Op dit moment is de regio bezig om de inkoopsystematiek te verbeteren.

Daarbij speelt kostenbeheersing en de mogelijkheid om zicht te krijgen op het resultaat een belangrijke rol. Er worden nu geen consequenties aan het niet bereiken van een resultaat gekoppeld.

Als gedachte-experiment kunnen de gemeenten overwegen om eens met aanbieders terug te rekenen wat een groep cliënten nu had gekost als er nog volgens een oude PxQ financiering was gewerkt. Waar is het aanbod gegroeid? Dit beeld geeft mogelijk inzicht in het verschil tussen groei in aantal cliënten, indicaties en kosten.

Toegang

Hypothesen die te maken hebben met toegang:

7) De toegangsfunctie van bureau jeugdzorg ligt sinds de decentralisaties bij het gemeentelijke expertiseteam jeugd. Naast dit team verlenen

(19)

huisartsen en gecertificeerde instellingen zelf ook nog toegang. Het toegangsteam voor jeugd indiceert nu 30% van het totale aanbod. Kan het zo zijn dat de gemeente naast de huisartsen en GI’s jongeren met problemen tegenkomen die voorheen niet gezien of gevonden werden?

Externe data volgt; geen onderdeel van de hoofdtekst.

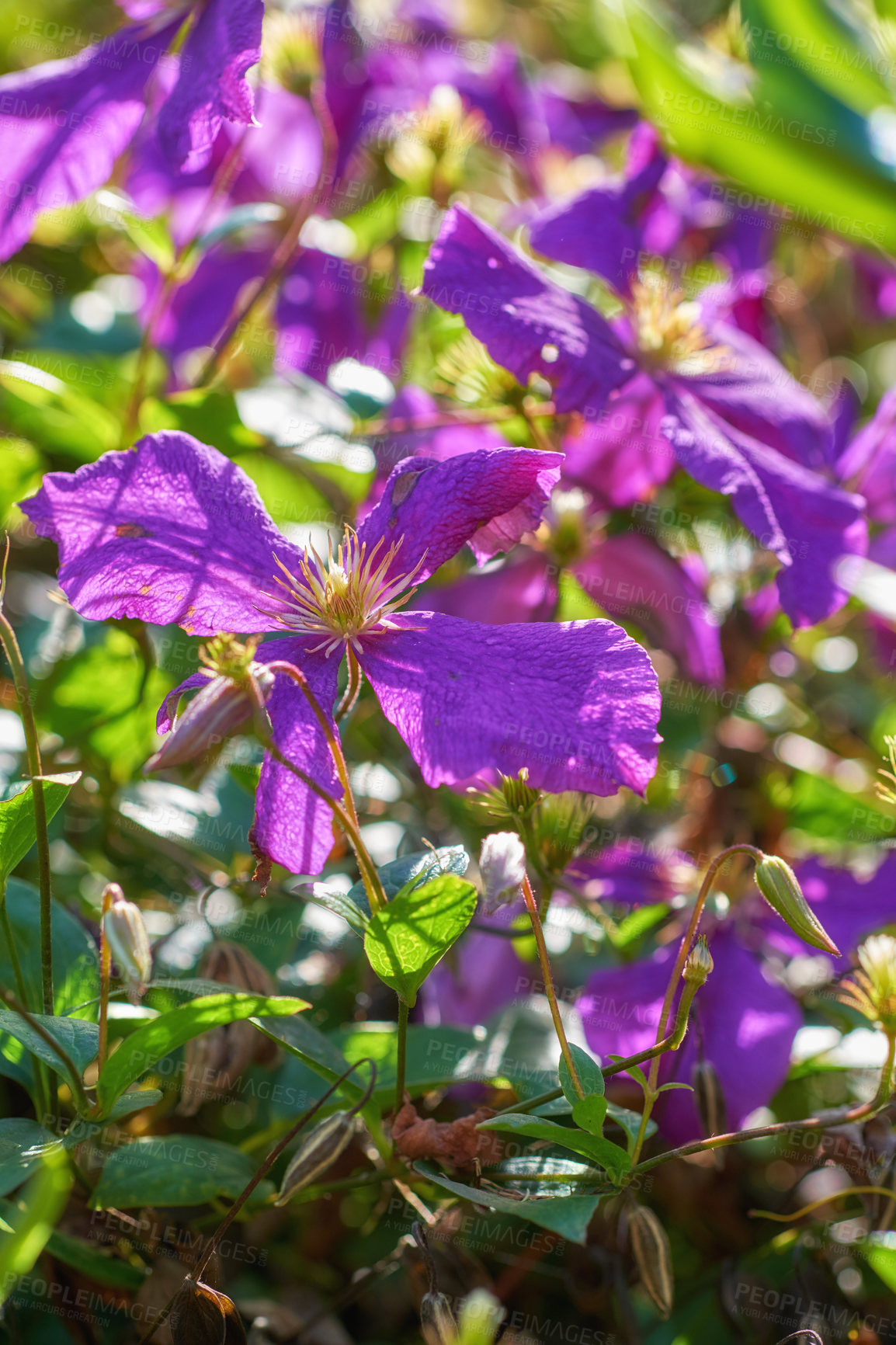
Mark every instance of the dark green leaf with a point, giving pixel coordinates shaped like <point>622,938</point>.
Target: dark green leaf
<point>565,1215</point>
<point>415,931</point>
<point>18,830</point>
<point>171,1170</point>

Hoe logisch deze hypothese ook klinkt, hij is moeilijk te onderzoeken.

De gezinnen die we spraken zijn allemaal in jaren in beeld van zorg en hulpverlening. Het is ook de vraag of het zinnig is deze hypothese te onderzoeken als verklaring van het tekort. Immers, als dit een verklaring vormt, is er niet direct een aanbeveling om iets aan het tekort te doen. Mensen die zorg nodig hebben, hebben zorg nodig. We bevelen dan ook niet aan dit verder te onderzoeken in het kader van het tekort. Met het oog op de kwaliteit van de zorg en effectiviteit van de zorg is het wel aan te bevelen te onderzoeken hoeveel mensen eigenlijk geen of te weinig zorg krijgen terwijl ze dat wel nodig hebben.

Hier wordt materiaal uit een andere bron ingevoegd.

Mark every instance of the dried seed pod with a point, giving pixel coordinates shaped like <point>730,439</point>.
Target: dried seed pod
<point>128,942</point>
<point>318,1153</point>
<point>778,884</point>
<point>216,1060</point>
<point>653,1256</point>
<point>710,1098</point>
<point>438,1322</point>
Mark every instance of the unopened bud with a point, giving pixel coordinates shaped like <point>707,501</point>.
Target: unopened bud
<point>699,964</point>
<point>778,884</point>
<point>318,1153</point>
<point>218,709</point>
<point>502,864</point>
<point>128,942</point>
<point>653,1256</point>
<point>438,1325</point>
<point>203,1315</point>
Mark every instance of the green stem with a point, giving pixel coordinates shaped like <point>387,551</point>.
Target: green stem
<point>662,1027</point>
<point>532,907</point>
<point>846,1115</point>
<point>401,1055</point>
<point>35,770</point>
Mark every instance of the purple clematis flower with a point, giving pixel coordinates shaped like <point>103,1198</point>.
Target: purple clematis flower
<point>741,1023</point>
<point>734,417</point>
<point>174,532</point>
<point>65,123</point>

Want de stijging van het zorgvolume doet vermoeden dat dit om veel jongeren ging, rond 2017. Dit zou nog steeds kunnen voor komen.

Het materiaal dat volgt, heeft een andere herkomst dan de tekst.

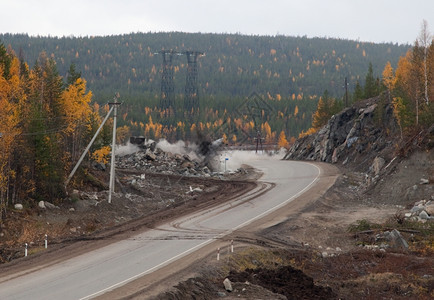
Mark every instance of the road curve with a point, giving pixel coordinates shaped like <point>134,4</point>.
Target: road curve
<point>97,272</point>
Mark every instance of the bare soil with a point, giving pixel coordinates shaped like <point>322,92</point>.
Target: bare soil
<point>302,252</point>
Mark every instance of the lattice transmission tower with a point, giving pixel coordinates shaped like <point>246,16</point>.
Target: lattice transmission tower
<point>167,96</point>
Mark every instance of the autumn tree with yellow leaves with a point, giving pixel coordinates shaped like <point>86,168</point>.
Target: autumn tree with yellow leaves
<point>44,125</point>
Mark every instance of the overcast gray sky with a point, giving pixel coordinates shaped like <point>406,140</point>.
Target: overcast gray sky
<point>397,21</point>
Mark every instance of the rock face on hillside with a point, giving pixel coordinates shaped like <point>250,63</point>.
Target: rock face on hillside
<point>381,168</point>
<point>350,136</point>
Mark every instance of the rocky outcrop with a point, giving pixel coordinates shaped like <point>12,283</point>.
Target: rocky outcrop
<point>348,136</point>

8) Is er voldoende ondersteuning beschikbaar op interventieniveau 1-3?

Is er een tekort aan laagdrempelige hulp waardoor de toename aan zorg vanaf IVN 4 verklaard kan worden? Van de gezinnen die we spraken leerden we dat soms een paar praktische tips meer kunnen helpen dan een formeel begeleidings- of behandeltraject. Dit duidt op het belang dat laagdrempelige hulp kan bieden. Het zegt echter niets over de het te veel of te kort aan hulp en ondersteuning op IVN1-3. De tips en tricks die een groot effect op ouders hadden kwamen eerder toevallig dan georganiseerd tot stand.

Over de grootte van het aanbod op IVN1-3 kunnen we weinig zeggen.

Wat wel opvalt in het licht van deze hypothese is de daling gedurende 2017 op IVN 4 niveau. En de stijging op IVN5 niveau. Op basis van bovenstaande hypothese zou je verwachten dat IVN 4 toeneemt als IVN 1-3 tekort schiet. Dit is niet het geval. Een verklaring voor de daling op IVN 4 vinden we ook niet in de andere hypothesen.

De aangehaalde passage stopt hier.